2. Leverage technology to improve productivity. Effective and strategic technology deployments accelerate operations optimization. Although it has been around for some time, interest in and availability of artificial intelligence tools present a new opportunity for health systems to augment and automate processes as a means of improving productivity and reducing administrative burdens. Yet, technology itself will not save healthcare. Rather, health systems should develop a framework for identifying and assessing which processes can benefit from automation or augmentation. Broad application of appropriate augmentation and automation can generate an estimated 3%-4% of cost savings.

3. Rethink and redeploy sites to align with changing care delivery and payment models. Care continues to shift out of traditional cost centers as less-invasive treatments develop, payor pressures intensify, and new technological developments enhance feasibility of care at home. Considering the factors, health systems should reframe how they currently deploy and plan for future brick-and-mortar locations. Three groups of sequential tactics can reshape the use and scale of physical care delivery sites: 1) shift care to the best, lowest cost site; 2) create focused centers of excellence where volume allows; 3) optimize bed mix and consolidate footprint based on new utilization trends. These three groups of tactics can generate an estimated 7-8% of savings.

4. Treat value-based care like a service line. Executing against all the summarized cost transformation efforts is difficult, and given the variability of each system’s starting point, achieving the 15-20% savings target is uncertain. Health systems should close the remaining gap with movement towards value-based care and payment models. That means building a chassis around prevention and wellness. The goal should be to keep patients out of expensive inpatient settings. Designing care models and investing in the right capabilities enables systems to tap into highly valuable business. A system managing the care of 50,000 Medicare patients, generating $2,000 per member per year savings, produces $100 million in incremental revenue opportunities.
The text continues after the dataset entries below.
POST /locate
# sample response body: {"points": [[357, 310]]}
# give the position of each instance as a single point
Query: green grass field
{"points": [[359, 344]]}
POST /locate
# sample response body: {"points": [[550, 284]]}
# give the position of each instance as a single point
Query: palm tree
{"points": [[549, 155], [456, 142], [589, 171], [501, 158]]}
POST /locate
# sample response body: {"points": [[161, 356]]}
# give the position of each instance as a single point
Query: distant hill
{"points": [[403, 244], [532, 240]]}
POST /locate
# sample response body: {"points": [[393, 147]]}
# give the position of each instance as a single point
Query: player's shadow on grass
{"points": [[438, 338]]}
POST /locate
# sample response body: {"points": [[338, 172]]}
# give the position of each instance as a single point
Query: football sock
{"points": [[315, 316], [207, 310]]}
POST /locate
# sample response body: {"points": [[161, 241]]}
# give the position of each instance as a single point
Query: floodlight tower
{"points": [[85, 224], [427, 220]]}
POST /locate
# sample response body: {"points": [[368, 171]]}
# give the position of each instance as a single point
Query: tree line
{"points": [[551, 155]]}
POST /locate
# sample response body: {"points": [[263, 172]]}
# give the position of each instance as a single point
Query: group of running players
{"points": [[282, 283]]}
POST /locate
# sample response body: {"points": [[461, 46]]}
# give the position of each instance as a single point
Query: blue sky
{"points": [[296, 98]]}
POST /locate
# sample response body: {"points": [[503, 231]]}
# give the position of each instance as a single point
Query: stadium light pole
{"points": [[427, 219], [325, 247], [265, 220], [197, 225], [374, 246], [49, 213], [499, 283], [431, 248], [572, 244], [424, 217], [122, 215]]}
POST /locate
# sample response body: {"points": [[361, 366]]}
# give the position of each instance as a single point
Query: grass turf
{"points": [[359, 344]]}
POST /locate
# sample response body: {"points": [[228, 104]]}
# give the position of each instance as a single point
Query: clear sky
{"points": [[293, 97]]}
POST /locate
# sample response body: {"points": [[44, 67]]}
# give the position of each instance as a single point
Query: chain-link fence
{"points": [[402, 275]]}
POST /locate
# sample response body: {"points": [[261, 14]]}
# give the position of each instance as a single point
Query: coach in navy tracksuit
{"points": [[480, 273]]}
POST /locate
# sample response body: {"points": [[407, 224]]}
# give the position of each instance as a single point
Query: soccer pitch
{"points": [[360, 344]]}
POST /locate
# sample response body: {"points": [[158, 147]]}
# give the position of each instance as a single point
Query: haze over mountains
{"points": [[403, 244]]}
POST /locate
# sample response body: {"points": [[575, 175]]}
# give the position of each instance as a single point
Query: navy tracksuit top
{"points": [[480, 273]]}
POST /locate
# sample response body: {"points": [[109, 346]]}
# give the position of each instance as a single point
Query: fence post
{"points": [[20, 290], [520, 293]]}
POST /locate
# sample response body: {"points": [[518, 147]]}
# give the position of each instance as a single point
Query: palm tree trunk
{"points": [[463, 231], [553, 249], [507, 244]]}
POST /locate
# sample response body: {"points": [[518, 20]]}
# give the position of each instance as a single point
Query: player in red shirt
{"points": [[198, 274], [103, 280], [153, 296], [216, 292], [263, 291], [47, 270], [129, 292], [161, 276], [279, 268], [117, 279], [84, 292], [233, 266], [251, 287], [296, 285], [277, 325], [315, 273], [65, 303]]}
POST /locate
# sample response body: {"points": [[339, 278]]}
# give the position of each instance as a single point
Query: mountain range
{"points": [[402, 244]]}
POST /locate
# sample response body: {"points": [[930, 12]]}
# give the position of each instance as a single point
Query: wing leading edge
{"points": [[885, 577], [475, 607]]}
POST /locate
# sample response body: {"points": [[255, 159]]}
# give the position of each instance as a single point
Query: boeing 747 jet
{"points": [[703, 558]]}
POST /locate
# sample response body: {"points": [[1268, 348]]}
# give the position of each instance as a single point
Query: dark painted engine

5. Refine the operating model to drive transformation. Regardless of a system's orientation towards fee for service or value-based care, the operating model must be designed to enable execution of all the new processes and care models defining cost transformation 2.0. Transformative ideas are only as good as their execution. Successful operating models apply a structured approach that allows for inclusive design of innovative solutions, swift implementation, constant monitoring, and opportunities to refine or redirect. Often overlooked, the structure that drives and monitors execution is just as important as the new processes and care models necessary for health system stability in the future.

The pandemic presented a once in a generation crisis requiring providers to quickly develop new capabilities, exercise efficient decision-making, and tighten operations to remain viable. Health systems now need to leverage the valuable lessons from this time to propel them through these four tranches of transformative work to achieve long-term sustainability. We will dig deeper into some of these areas throughout this series.